I’ve bowed to defeat in the Porsche Cayenne transmission failure saga and am sending the car for a gearbox rebuild. What should have been a simple Cayenne valve body rebuild and refit is now a transmission-out overhaul costing thousands of pounds.
The last straw came on Saturday, when I spent all day checking through the metres of copper linking my Cayenne ECUs with the gearbox internals. All I found was a soaking wet floor, courtesy of the leaky rear washer jet pipe that pours screenwash into the car when it works its way loose. The leaking water then floods wiring looms and everything else it can find, including the Cayenne’s main ECU. Some of the damage it does:
Pulling all the transmission wiring back into the Cayenne, I could find no broken cables and no obvious problems. I’ve already double checked everything the boys have done on installing a genuine Porsche valve body/valve block costing over £1,000. The automatic transmission shop will run a diagnostic on the transmission when it gets to them tomorrow, but there is some form for these Porsche Cayenne Aisin gearboxes to jam their clutch packs, so I’m not mega optimistic.
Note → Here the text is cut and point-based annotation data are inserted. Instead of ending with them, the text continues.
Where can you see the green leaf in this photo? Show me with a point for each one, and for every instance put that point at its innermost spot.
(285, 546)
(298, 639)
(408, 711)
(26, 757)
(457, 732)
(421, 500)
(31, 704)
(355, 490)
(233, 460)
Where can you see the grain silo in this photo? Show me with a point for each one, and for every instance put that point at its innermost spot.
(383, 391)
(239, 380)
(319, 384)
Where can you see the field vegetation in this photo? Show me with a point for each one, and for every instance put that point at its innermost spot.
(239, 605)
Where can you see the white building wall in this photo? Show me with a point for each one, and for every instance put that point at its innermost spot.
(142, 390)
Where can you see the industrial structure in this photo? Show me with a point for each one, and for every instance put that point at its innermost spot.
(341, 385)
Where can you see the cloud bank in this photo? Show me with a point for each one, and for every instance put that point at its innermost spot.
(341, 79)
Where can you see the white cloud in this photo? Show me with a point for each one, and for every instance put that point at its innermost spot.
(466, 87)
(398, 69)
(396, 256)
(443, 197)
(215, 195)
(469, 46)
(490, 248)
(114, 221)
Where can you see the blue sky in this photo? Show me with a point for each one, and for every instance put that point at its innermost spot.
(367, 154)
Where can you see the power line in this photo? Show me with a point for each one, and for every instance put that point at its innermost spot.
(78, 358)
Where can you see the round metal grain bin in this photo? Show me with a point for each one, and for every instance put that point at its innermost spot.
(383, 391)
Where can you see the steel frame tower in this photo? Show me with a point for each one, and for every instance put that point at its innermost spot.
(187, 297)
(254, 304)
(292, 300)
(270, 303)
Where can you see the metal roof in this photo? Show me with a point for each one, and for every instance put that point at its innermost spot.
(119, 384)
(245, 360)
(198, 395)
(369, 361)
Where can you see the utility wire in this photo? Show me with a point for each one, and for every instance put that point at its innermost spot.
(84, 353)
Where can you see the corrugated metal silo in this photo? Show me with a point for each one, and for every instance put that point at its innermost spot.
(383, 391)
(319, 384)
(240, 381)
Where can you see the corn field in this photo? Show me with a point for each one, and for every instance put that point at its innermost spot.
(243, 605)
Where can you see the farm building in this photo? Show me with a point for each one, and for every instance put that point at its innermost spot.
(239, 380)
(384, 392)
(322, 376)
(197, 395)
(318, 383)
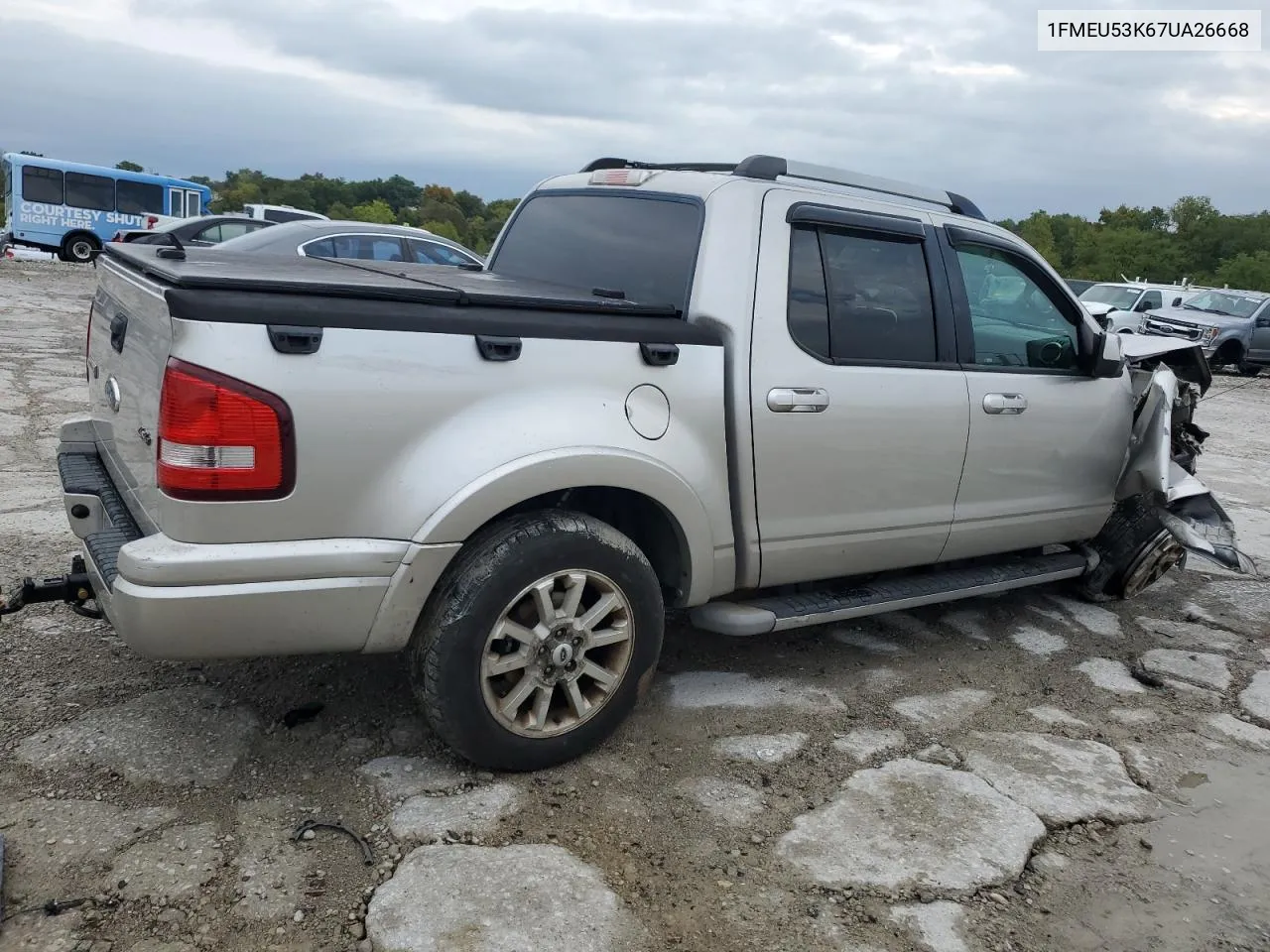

As an experiment in running a Porche Cayenne daily driver, the last six months have taught me not to recommend these cars. I enjoy driving my Cayenne V8 and it is just about affordable on LPG, so I will stick with it as a means to recoup some of the money I’ve poured into it, but I would not advise others to follow my lead. I’m not saying don’t buy a Cayenne, just don’t ask me to tell you it makes sense.
I almost bought a Volvo XC90, but ended up in the Cayenne. Even as a Porsche enthusiast, it’s a difficult decision to defend when you look at the full cost of ownership over my six months to date compared to something more reliable. The recent bills are a bit raw at the minute: some fresh V8 burble will ease that pain.